Pick pre-session when you train right after waking, feel light-headed during warm-ups, or have a long gap until your next meal. That shake smooths energy and curbs the urge to cut sets short. Pick post-session when you already ate a protein-rich meal a couple of hours earlier, when heavy breathing makes a full stomach feel rough, or when you need a quick recovery routine you can repeat after each lift.

Team sports athletes tend to land on post-session since breaks and travel push meals later. Endurance work can go either way; just hit total protein and refill carbs. Many lifters split the difference with a small scoop before and a bigger pour after.

Carbs, Fluids, And Salt

Protein does not work alone. Hydration supports volume.

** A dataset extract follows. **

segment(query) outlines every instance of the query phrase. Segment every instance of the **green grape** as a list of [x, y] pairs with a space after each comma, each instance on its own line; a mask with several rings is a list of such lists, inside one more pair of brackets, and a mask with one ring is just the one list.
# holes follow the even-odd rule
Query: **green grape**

Sodium keeps you drinking. Carbs refill muscle glycogen. A simple play: water plus a pinch of salt during long sessions, fruit or a sports drink with the shake after, and a carb-heavy meal later. On short days, plain water with the shake is fine.

Common Mistakes To Skip

  • Skipping total intake. The shake time looks perfect, but the day’s grams fall short.
  • Forgetting carbs during long sessions. Legs feel flat, and the last sets suffer.
  • Ignoring GI cues. Bloating before squats? Move the shake to after training.
  • Relying only on powders. Whole foods raise diet quality and keep you satisfied.

Sample Day Templates

Early-Morning Lifter

Wake, sip 20–30 g whey in water, train, then eat a protein-rich breakfast with carbs. Add a pre-sleep casein shake on heavy days if your total lags.

Lunch-Break Trainer

Eat a regular breakfast. Eat a late-morning meal with protein. Lift at lunch. Drink 20–30 g whey after, paired with fruit or rice cakes. Eat a normal dinner.

Evening Strength Session

Eat lunch with protein. Two hours later, drink 20 g whey if hunger creeps in. Train after work. Drink 25–35 g whey after, then a balanced dinner. If you still fall short on the day, finish with 30–40 g casein before bed.

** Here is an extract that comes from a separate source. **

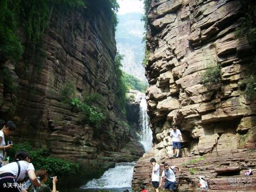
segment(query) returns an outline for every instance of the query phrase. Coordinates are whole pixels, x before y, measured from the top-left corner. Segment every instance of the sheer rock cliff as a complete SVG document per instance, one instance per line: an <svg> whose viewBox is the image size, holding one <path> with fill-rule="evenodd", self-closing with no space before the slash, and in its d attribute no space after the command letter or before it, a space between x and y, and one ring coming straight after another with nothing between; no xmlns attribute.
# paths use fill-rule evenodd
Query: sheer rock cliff
<svg viewBox="0 0 256 192"><path fill-rule="evenodd" d="M150 53L145 68L149 83L146 91L148 114L154 147L135 165L133 187L141 183L151 187L150 158L172 165L180 162L170 157L173 155L170 136L173 125L179 125L182 134L182 157L209 157L212 153L211 158L221 161L223 159L219 159L217 153L239 154L240 148L255 148L256 100L238 87L245 77L255 74L255 67L250 66L255 65L253 46L245 36L236 35L244 11L241 1L151 1L146 44ZM204 86L204 73L217 65L221 66L221 82ZM241 155L250 155L250 152ZM245 161L244 167L236 173L237 175L242 177L243 171L239 171L248 166L255 169L255 164L248 165L247 163ZM236 163L239 164L239 160ZM196 169L196 166L186 167ZM205 171L205 174L214 174L208 179L218 177L211 169ZM228 175L222 175L222 181ZM195 187L189 186L195 185L196 177L187 176L179 179L189 184L182 188L180 180L179 191L199 190L196 182ZM220 179L214 179L215 187L210 185L210 188L228 190L227 186L218 189L218 184L224 183Z"/></svg>
<svg viewBox="0 0 256 192"><path fill-rule="evenodd" d="M15 87L15 92L7 91L1 77L0 114L17 125L13 143L28 141L49 149L54 156L79 160L87 172L98 171L93 165L98 170L113 162L135 161L143 153L116 115L115 30L103 6L54 9L37 60L33 49L26 46L21 26L22 59L16 65L10 60L1 63ZM107 121L101 129L84 122L77 109L63 102L61 92L68 83L74 86L77 98L85 93L103 96Z"/></svg>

Second Table — Protein Amount Targets

Body Weight Per-Meal Protein Daily Range
60 kg 18–24 g 85–130 g (1.4–2.2 g/kg)
70 kg 21–28 g 100–155 g
80 kg 24–32 g 115–175 g
90 kg 27–36 g 125–200 g
100 kg 30–40 g 140–220 g

Safety And Who Should Adjust

Healthy lifters can run protein intakes in the ranges above without issue in research settings. Those with kidney disease or a clinical recommendation already in place should follow their care team’s plan on both daily protein and supplement use.

Practical Takeaway

Set your daily total first. Then pick the shake slot that you will repeat. Pre-session helps when you train fasted or feel hungry. Post-session fits most routines. Hit ~0.3 g/kg per shake, spread servings across the day, and use a pre-sleep casein when it helps you meet the day’s goal. That is the simple system that lines up with the research and fits real life.